Posted by speckx 3 days ago
Write a law that end-users have an unlimited right to execute their own programs on their own devices, on par with the producers of said devices, just any code they want. A device doesn't support that? No selling in the EU for you ...
Such a right would make chat control impossible and unworkable as well, for the same reason that open source encryption can't be hacked. It will be impossible to prevent secure messengers to be installed.
> Client-side scanning, the technical approach favored by Chat Control advocates, attempts to circumvent this limitation by analyzing messages on users’ devices before encryption or after decryption. While this might sound like a clever workaround, it fundamentally breaks the security model of encryption.
It's not a misunderstanding, it's deliberate circumvention. It doesn't do anyone any good to pretend that they just don't understand.
Watch them carefully. They will 100% try again. The enemy is the general public.
A heavily regulated market becomes an oligopoly of a few players with revolving door access to government and often interlocking directorates, patent cross licensing, and other ways of further colluding to keep out competition.
This is why, for example, the big lavishly funded AI ventures are all about “safety” regulation. It would stop anyone from competing. So far that effort has also failed but expect them to keep trying.
We only have to lose once. Erosion is a process.

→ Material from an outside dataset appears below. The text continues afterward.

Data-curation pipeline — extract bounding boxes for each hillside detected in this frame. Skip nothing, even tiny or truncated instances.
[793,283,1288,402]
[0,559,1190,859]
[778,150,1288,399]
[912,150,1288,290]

Every country should fight for constitutional protections for its citizens' rights to (internet) privacy. But that'll never have support from politicians, and laypeople don't have the ability to appreciate this highly technical and nuanced topic.
It's only when opposition is mounted to each individual attempt that we can rally public support. Sadly, we can only muster this energy in the face of losing freedom. And it only has to falter once.